I think I saw the future of headphone technology at the recent 2019 Audio Engineering Society International Conference on Headphone Technology, held in San Francisco from August 27 to 29. My vision came during a presentation by Ramani Duraiswami, a professor at the University of Maryland and also president and founder of VisiSonics, a company dedicated to 3D audio reproduction, mostly for gaming applications. Duraiswami’s presentation didn’t awaken me to any concepts I hadn’t heard of before -- but it did give me the faith that the processing needed to make headphones sound as good and natural as a high-quality set of stereo (or surround) speakers is within our grasp.
Duraiswami’s presentation explored methods for getting 3D sound reproduction from headphones. As he explained, the crux of the problem lies in the fact that we localize sounds based on a number of physical factors, including the shape of the pinnae, as well as the size and shapes of the head and shoulders. Our brains evaluate the way the reflections and frequency-response alterations caused by these physical factors differ from the direct sound. It’s a process called head-related transfer function, or HRTF. Headphones and earphones bypass our HRTFs, which is why center images from headphones seem to come from inside our heads. By precisely replicating a person’s HRTF using digital processing, it’s possible to restore a natural sense of spatiality and directionality when listening through headphones or earphones.
The problem is that just as everyone’s physical characteristics are different, so are their HRTFs. I tackled this topic in my June 2016 column that described the Smyth Realiser A8 headphone processor, which uses tiny microphones inserted into the ears to measure the listener’s HRTF. The result was the most realistic sound I’ve heard from headphones since the late 1990s, when I’d had my HRTF measured by a company named Virtual Listening Systems.
We’re talking a huge leap in realism here -- even more dramatic than you’d get by going from a good set of $100 headphones to the multi-thousand-dollar models from Focal, HiFiMan, and Meze. Basically, headphones with accurate, personalized HRTF processing don’t sound like headphones at all. That impression of having the audio emerging from the center of your head disappears -- and the effect is far more natural and powerful than any “one size fits all” technology such as crossfeed circuits or Dolby Headphone can deliver.

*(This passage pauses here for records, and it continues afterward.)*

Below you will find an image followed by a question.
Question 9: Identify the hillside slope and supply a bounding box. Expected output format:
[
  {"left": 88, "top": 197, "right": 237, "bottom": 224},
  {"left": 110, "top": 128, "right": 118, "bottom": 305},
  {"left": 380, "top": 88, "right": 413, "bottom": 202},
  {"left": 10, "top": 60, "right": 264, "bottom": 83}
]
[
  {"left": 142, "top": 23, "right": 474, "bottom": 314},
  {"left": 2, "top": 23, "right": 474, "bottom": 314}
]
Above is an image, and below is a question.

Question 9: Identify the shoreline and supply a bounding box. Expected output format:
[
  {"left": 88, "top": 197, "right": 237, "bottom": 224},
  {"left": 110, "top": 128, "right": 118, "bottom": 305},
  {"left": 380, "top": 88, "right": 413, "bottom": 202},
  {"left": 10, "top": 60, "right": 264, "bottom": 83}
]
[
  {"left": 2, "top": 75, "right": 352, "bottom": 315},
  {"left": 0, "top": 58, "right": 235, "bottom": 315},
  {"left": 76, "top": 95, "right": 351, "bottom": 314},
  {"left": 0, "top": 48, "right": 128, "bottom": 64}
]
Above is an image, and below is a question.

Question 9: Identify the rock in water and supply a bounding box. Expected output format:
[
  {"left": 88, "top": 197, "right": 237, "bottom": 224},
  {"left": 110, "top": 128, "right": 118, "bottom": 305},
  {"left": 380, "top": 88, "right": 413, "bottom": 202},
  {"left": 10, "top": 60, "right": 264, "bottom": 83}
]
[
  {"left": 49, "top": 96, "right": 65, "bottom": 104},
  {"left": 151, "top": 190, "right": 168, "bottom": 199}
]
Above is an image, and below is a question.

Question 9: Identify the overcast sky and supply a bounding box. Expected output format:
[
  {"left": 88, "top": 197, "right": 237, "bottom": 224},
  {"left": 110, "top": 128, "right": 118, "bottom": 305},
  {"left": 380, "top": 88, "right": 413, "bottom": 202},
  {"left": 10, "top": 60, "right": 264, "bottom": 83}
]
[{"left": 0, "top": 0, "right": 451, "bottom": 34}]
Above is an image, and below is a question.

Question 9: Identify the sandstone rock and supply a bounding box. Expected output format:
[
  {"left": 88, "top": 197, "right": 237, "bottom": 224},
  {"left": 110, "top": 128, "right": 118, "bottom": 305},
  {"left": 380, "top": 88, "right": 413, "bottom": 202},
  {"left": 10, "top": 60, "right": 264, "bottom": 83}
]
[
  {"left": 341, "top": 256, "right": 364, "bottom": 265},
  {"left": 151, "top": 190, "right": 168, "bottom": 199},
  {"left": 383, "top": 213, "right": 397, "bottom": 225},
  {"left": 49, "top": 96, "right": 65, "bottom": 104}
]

Obviously, it’s wildly optimistic to assume that consumers will be willing to spend thousands for a Smyth Realiser, or to insert microphones into their ears and run a bunch of test tones through a set of speakers to calibrate the processor. And as Duraiswami pointed out, directly measuring HRTF -- a process that typically requires an anechoic chamber, a complicated array of speakers and/or microphones, and about an hour of time -- isn’t practical, either.
At CES in January, Creative Labs presented a potentially more practical solution: a smartphone app that lets you take pictures of your earlobes and your face, then calculates your HRTF and creates a processing algorithm that can fool you into thinking you’re hearing real speakers. The technology is called Super X-Fi, and it’s available in Creative’s Super X-Fi Amp. The CES demo was buggy to say the least, and they used insert microphones to create HRTF profiles for the listeners -- which led me to believe the photo-based Super X-Fi technology wasn’t reliable enough for a tradeshow demo. My post-CES attempts to shoot pictures of my ears and face and use the app to calculate my HRTF have all failed because the app is buggy and it refused to upload the data. The app also requires use of its embedded music player -- and few people will tolerate a second-rate interface for the sake of better sound, especially after they’ve been spoiled by the user-friendly interfaces of Spotify, Tidal, and Qobuz. So despite the fact that the Super X-Fi demo worked amazingly well for me for, literally, about ten seconds, I’m not sure if there’s a viable product here.
Duraiswami’s presentation convinced me that this technology has legs. He went deep into the details of how HRTFs are calculated -- an unbelievably complex process that demands a great deal of computer power -- and discussed how it was possible to do this through photos that show the user’s physical characteristics. Even though the processing would likely demand an impractical amount of time with a smartphone, Duraiswami said the calculations take only about four minutes on the Amazon cloud.
I think that if this technology can be made to work reliably, on a wide selection of affordable devices, it’ll be the most important development in the history of headphone sound since 1958, when John Koss invented stereo headphones. Active headphones, with built-in amps, wireless receivers, and digital signal processing (DSP), have taken over the market, and the best of these headphones may already have enough DSP power to do effective HRTF processing -- and even if they don’t, they probably will in a year or two. And then we’ll have sound quality and spatial realism that no traditional passive headphones and analog electronics can even approach, at prices that average people can afford. If we can get effective HRTF processing plus higher-quality noise canceling, we’ll be in for an exciting new generation of headphones.
. . . Brent Butterworth